What could AI make possible for life sciences in the next decade?
Alex Devereson: There’s unfortunately no good answer to this question. This is an absolute poisoned chalice, because people always overestimate the near-term impact of AI and underestimate the long-term impact. In a two-to-three-year horizon, I think we’ll see the operational dimension of AI reach real maturity—AI embedded across supply chains, clinical operations, medical writing, and lab processes.
In ten years, we could see paradigm shifts: labs and factories designed from the ground up to be run entirely by agents, with human orchestrators working remotely. All decisions made with hundreds of simulated outcomes tested in advance. And stepping into entirely new disease areas that were previously out of reach.
I believe that within a ten-year time frame, we will see diseases that today have no treatment begin receiving treatments that save and change lives. And perhaps in 20 years, we could talk about certain diseases entirely in the past tense, the way we talk about polio today.
Lieven Van der Veken: My dream has three parts.
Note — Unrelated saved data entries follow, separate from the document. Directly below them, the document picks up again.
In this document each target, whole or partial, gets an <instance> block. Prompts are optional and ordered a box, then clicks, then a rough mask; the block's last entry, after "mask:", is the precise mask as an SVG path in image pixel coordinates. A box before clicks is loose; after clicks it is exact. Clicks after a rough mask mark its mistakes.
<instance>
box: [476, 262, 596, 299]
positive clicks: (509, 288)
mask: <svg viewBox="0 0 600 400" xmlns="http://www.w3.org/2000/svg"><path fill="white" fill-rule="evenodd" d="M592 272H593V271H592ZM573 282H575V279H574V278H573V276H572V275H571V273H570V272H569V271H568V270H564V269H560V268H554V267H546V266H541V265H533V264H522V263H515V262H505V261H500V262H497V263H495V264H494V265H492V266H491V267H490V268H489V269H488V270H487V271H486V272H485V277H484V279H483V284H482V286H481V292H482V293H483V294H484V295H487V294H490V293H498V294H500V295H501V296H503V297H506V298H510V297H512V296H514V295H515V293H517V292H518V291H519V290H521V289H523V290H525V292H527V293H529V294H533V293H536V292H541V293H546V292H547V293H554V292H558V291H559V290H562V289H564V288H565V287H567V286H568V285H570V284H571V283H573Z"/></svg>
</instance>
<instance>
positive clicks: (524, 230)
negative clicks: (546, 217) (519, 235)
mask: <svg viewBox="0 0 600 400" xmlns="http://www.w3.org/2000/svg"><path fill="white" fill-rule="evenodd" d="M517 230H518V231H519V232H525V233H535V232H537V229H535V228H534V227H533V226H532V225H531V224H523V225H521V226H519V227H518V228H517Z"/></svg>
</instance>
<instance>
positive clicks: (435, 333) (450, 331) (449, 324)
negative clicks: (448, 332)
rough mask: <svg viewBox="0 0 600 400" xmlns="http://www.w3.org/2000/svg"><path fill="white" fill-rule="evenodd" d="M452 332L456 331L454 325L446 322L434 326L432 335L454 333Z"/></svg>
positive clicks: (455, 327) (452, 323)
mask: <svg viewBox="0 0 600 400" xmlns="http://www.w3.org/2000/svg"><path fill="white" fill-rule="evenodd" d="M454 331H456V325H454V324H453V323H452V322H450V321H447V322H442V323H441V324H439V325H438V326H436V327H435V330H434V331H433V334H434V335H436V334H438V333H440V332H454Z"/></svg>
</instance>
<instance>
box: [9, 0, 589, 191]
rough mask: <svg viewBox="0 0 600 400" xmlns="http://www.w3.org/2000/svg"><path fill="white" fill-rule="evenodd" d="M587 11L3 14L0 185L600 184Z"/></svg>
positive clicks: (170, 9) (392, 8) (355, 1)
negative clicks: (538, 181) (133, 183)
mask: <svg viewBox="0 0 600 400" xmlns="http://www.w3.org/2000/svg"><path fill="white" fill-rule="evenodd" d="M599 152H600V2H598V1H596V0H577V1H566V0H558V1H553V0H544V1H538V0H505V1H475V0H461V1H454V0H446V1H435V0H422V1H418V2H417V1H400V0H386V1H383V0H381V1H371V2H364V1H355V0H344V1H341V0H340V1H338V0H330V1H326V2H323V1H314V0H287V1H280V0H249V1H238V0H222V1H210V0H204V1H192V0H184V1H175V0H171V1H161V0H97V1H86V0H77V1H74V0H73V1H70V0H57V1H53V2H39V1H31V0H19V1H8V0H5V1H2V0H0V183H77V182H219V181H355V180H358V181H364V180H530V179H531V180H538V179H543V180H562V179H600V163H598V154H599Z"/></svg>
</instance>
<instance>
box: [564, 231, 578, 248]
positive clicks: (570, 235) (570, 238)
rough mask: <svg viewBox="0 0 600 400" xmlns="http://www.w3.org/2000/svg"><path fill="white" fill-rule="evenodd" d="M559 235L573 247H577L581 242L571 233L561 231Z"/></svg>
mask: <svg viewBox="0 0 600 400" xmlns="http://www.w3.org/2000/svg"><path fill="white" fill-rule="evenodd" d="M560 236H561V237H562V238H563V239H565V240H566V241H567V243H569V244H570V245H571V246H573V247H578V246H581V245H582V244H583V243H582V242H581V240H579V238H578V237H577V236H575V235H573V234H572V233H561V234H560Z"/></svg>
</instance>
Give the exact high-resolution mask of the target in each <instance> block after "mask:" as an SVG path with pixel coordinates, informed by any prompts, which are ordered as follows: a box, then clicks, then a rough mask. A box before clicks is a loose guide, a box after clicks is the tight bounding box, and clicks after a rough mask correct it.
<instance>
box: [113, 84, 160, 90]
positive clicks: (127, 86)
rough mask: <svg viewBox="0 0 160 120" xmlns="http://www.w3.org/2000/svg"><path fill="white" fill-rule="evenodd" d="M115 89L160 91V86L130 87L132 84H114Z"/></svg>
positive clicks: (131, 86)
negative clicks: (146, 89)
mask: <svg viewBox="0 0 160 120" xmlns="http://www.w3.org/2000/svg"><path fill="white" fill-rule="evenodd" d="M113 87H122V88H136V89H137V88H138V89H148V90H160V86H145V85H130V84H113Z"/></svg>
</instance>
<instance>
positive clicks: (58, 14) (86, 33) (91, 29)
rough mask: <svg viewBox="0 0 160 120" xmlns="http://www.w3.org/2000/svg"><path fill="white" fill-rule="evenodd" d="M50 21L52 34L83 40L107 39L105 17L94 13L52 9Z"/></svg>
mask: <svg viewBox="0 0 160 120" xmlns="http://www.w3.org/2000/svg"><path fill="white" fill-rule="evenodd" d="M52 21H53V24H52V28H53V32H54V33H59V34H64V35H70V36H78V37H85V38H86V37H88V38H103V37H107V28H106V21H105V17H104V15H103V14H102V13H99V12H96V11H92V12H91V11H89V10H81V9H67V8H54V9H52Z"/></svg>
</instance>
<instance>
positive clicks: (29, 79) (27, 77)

First, we fully harness AI to identify and develop genuinely novel therapies—not incrementally better treatments, but cures for diseases we haven’t been able to crack. I’m a doctor by training, and I care deeply about motor neuron diseases. We’ve made some progress, but many of these conditions remain devastating. The combination of AI-discovered drug targets, compressed development timelines, and precision patient matching should make it possible to crack some of these within the next five to ten years.
Second, we shift from treating illness to preventing it. The data, the behavioral science, the clinical understanding—these are problems AI is exceptionally well suited to help solve.
Third, the industry itself is restructured. New players emerge—AI-native companies built from the ground up—and the best life sciences organizations are those that had the courage to reimagine themselves.
Delphine Zurkiya: In five years, we’ll start to see leading companies look genuinely different—and we’ll see AI-native companies, built from scratch, pushing the frontier.
In 15 years, if you walk through a pharma or medtech company, you may not recognize what you see. Humans managing teams of agents. No one asking, “Why use AI?” —because it will simply be how work is done.
I personally hope that AI can help us—as an entire ecosystem, from pharma and medtech to payers and providers—make sure that no one has a disease that goes untreated. From diagnosis to finding care, to finding the right care, to staying on treatment—there are so many inefficiencies in the system today. AI should help support humans throughout that entire journey. We have all had relatives for whom the system could have worked better. I really hope that’s what AI will bring us.